Big Big Train is: Greg Spawton – principal composer, guitars, bass, keyboards and backing vocals; Dave Gregory (ex-XTC and now also in Tin Spirits) – guitars; Andy Poole – producer, guitars, keyboards, backing vocals; David Longdon – principal composer, lead vocals, flute, banjo, vibes, tambourine, accordion, keyboards, guitars, mandolin; and Nick D’Virgilio (ex-Spock’s Beard) – drums and backing vocals.  There are a host of guest musicians as well, and I won’t list them all, but special mention should be made of Andy Tillison, The Tangent’s great keyboardist, who contributes on a number of tracks.  Also, there are string and brass players, lending a very organic and full (not sampled) sound to this well-recorded production.

Greg Spawton at one time pretty much composed all the BBT albums, but since David Longdon arrived, he has shared in composition and the results have been a more diverse sound.  And given that Longdon’s voice is in the Peter Gabriel/Phil Collins/Steve Hogarth camp, the music has an authenticity to style that some newer bands can’t touch.  Here is a summary of some of the tracks on this CD:

“The First Rebreather” opens the album with a wonderful melody that reminds me of Genesis’ Duke and throughout its 8-plus minutes, has playful keyboards, smooth flute and wonderful harmony vocals in counterpoint.  It tells a story of workers of rock at the edge of the sea.  Dave Gregory’s guitar soars throughout this album and people that haven’t heard him since his syncopated style in XTC will be surprised for sure.

“Uncle Jack” features banjo and has a wonderful folk-like English melody that bounces along in pure joy.  It describes the beautiful English countryside with hedgerows and nature’s critters.

“Winchester from St Giles’ Hill” describes just what it says and it captures the images perfectly in the lyrics and music.  The music reminds me of Marillion’s song “Season’s End” and then develops into a lovely string and flute orchestral passage – pure emotion.

“Judas Unrepentant” is the story of a classic painter forger and definitely could be on an early Genesis album with Tillison’s signature Hammond sound.

“Summoned By Bells” describes a return to a town outside London after the fires of World War II and recollections of those times.  The music is large and powerful and a full-blown 9-minute plus concept piece.

“Upton Heath” is a soft folk song again featuring banjo prominently in the mix with a gorgeous chorus.

“A Boy in Darkness” describes child labour in the mines in 1842 and as you might expect this is darker music with plenty of strings and divided into three sections, so a mini-suite of over eight minutes. It includes Jazzier elements and a nod to Jethro Tull’s Thick as a Brick.

Hedgerow ends the album with a heavier, rockier version of Uncle Jack.

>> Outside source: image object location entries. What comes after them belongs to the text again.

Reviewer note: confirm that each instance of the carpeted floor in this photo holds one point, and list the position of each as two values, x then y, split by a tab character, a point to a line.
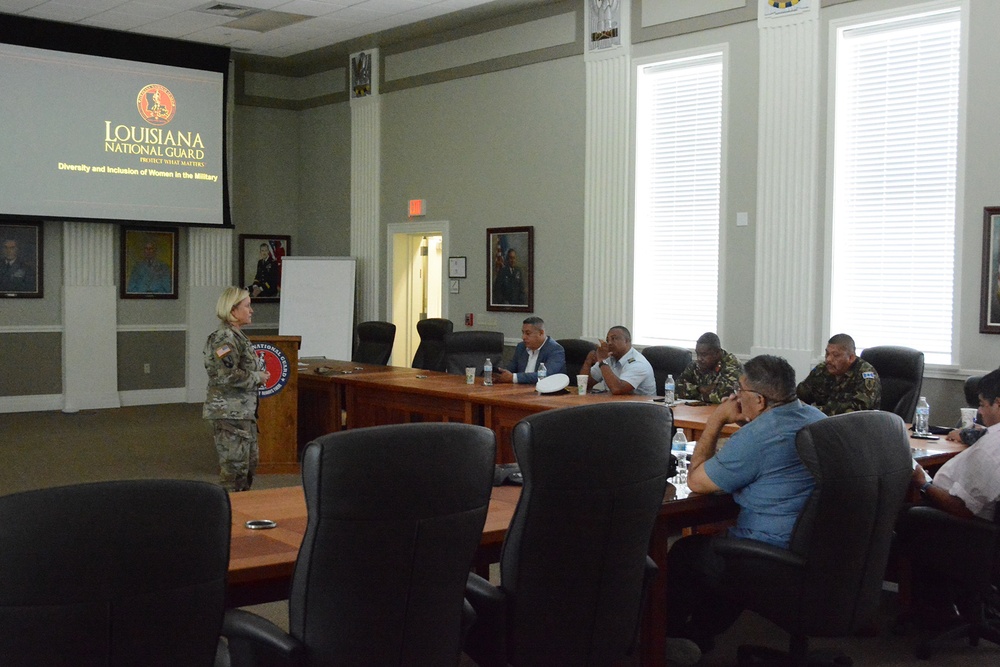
41	449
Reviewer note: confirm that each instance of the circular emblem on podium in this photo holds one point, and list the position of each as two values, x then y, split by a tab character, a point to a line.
276	364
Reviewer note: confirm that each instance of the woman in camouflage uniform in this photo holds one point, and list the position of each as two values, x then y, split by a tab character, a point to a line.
234	373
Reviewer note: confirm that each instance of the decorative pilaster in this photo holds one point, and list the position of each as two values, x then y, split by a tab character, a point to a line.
786	303
366	150
89	301
210	270
606	228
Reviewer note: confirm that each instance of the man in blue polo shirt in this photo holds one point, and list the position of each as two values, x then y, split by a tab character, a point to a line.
761	468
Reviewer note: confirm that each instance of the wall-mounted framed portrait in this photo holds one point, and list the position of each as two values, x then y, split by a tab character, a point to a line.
149	262
989	308
260	264
21	260
510	256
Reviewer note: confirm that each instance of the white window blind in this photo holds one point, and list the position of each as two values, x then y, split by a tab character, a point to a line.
895	157
678	171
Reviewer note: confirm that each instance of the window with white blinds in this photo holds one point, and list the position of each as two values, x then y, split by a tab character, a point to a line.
677	192
895	182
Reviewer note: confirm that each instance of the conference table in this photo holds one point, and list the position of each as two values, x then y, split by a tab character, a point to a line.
373	395
262	561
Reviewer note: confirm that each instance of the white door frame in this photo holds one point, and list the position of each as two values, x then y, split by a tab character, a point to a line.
439	227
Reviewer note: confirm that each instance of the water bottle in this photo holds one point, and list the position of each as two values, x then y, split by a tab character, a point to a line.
668	391
678	447
922	420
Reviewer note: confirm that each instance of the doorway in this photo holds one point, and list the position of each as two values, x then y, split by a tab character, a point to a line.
416	282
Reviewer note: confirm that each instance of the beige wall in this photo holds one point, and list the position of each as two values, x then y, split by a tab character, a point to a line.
503	149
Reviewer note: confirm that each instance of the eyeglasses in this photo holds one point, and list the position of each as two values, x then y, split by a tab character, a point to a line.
737	389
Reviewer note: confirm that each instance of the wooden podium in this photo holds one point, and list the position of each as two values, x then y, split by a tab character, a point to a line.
277	412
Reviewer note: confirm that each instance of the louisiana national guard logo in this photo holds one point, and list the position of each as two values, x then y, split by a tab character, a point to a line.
276	364
156	104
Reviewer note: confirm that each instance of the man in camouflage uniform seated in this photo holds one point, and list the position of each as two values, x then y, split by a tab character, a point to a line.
843	383
234	374
712	375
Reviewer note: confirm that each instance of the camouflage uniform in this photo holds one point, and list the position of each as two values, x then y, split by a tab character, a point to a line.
725	378
857	389
234	373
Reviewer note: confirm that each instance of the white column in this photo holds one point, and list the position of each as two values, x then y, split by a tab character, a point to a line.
786	303
90	332
606	227
210	269
366	150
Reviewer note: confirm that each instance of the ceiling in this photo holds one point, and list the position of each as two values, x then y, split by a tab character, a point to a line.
276	28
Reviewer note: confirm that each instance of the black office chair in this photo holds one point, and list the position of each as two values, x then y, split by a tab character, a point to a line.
666	360
374	342
463	349
577	350
395	516
901	372
962	555
430	353
574	567
113	574
829	581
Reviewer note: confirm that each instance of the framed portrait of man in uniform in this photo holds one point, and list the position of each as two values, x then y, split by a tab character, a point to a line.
260	264
21	260
989	309
149	262
510	262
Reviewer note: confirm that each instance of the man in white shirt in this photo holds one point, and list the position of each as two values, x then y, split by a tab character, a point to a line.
969	484
535	348
619	368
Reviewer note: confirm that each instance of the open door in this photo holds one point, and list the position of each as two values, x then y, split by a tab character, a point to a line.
416	283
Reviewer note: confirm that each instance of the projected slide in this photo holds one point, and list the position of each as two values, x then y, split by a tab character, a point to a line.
87	137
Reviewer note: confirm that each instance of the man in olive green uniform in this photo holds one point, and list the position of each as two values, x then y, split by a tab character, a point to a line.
234	374
712	375
842	383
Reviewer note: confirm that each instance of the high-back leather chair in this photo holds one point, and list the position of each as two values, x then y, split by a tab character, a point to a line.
374	342
395	514
577	350
901	372
430	353
113	574
961	554
829	581
574	565
463	349
666	360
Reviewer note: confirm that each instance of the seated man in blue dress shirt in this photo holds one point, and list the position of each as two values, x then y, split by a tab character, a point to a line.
760	466
535	348
619	368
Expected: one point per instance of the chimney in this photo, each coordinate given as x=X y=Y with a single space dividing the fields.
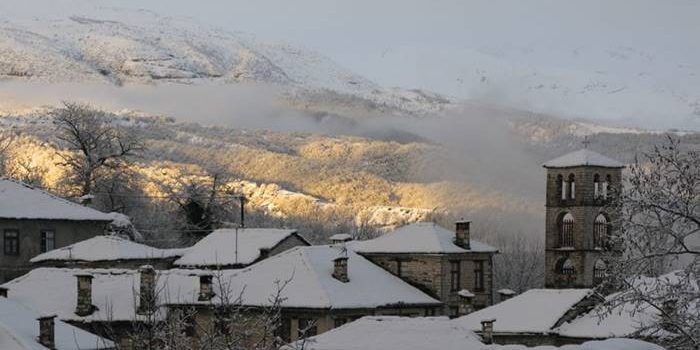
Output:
x=147 y=289
x=462 y=234
x=84 y=306
x=505 y=294
x=487 y=331
x=340 y=269
x=466 y=299
x=46 y=331
x=206 y=290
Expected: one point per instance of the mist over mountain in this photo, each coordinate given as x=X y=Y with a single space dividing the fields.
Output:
x=294 y=125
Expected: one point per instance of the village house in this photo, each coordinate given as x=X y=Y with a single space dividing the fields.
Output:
x=449 y=266
x=221 y=249
x=237 y=248
x=33 y=221
x=421 y=333
x=108 y=251
x=24 y=329
x=324 y=287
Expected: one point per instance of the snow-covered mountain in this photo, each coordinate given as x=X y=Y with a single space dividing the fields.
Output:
x=119 y=46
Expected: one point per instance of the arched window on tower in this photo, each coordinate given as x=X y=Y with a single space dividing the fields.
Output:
x=561 y=187
x=596 y=186
x=572 y=186
x=600 y=230
x=606 y=186
x=599 y=269
x=566 y=231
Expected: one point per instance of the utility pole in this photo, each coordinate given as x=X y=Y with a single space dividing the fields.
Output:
x=242 y=200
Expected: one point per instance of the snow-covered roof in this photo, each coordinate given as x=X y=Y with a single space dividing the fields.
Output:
x=534 y=311
x=583 y=157
x=340 y=237
x=21 y=201
x=107 y=248
x=311 y=284
x=421 y=333
x=114 y=291
x=422 y=237
x=226 y=247
x=19 y=330
x=392 y=332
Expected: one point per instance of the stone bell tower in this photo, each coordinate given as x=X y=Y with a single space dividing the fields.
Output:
x=579 y=184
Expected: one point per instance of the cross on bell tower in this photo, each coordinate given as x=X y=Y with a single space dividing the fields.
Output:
x=579 y=185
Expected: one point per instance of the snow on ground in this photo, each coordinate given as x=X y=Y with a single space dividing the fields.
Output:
x=105 y=248
x=20 y=201
x=19 y=330
x=228 y=247
x=422 y=237
x=311 y=284
x=535 y=311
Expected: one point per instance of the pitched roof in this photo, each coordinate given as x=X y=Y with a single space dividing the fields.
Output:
x=114 y=291
x=225 y=247
x=420 y=333
x=19 y=330
x=21 y=201
x=422 y=237
x=106 y=248
x=583 y=157
x=535 y=311
x=392 y=332
x=311 y=284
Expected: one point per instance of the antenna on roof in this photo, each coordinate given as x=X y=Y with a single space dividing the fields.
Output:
x=586 y=141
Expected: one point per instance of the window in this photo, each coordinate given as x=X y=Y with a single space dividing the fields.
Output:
x=48 y=240
x=284 y=329
x=606 y=186
x=11 y=242
x=566 y=231
x=455 y=275
x=599 y=271
x=572 y=186
x=339 y=322
x=479 y=275
x=454 y=311
x=307 y=327
x=596 y=186
x=567 y=267
x=600 y=230
x=562 y=186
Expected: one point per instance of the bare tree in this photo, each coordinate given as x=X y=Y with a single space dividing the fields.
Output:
x=94 y=141
x=659 y=232
x=520 y=263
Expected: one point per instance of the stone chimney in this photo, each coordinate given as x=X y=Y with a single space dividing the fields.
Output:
x=462 y=237
x=487 y=331
x=466 y=302
x=46 y=331
x=340 y=269
x=505 y=294
x=84 y=306
x=147 y=289
x=206 y=288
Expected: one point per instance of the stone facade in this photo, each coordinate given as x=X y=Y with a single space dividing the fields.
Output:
x=431 y=273
x=584 y=207
x=65 y=232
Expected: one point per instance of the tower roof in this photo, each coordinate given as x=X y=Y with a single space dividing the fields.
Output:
x=583 y=157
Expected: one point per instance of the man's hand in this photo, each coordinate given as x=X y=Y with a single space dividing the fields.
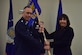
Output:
x=47 y=45
x=41 y=28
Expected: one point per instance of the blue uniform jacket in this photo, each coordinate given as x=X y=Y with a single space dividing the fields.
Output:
x=62 y=41
x=28 y=40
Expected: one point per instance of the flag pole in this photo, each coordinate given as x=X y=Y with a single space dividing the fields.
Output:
x=37 y=14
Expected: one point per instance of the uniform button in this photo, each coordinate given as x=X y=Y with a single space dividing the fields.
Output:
x=28 y=30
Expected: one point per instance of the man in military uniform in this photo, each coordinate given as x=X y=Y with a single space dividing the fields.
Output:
x=28 y=40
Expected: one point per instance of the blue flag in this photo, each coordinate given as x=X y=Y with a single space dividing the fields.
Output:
x=34 y=5
x=59 y=13
x=10 y=32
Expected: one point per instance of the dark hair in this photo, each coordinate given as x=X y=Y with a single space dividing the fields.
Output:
x=26 y=7
x=65 y=17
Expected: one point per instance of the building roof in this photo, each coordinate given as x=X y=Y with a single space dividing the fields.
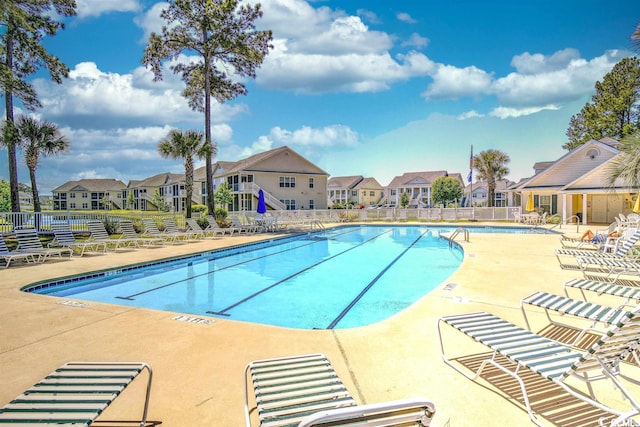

English Electric Part One is an absorbing, creative listen. Each track has memorable melodies, wonderful playing and thoughtful lyrics.  Most of the songs veer off in different directions too and are complex enough to keep you interested with repeated listens.  If you are craving to hear well played, well-composed Rock music that will give you a nostalgic lift but also move you in ways that a lot of music may not these days, I can highly recommend this album and I look forward to Part Two in 2013.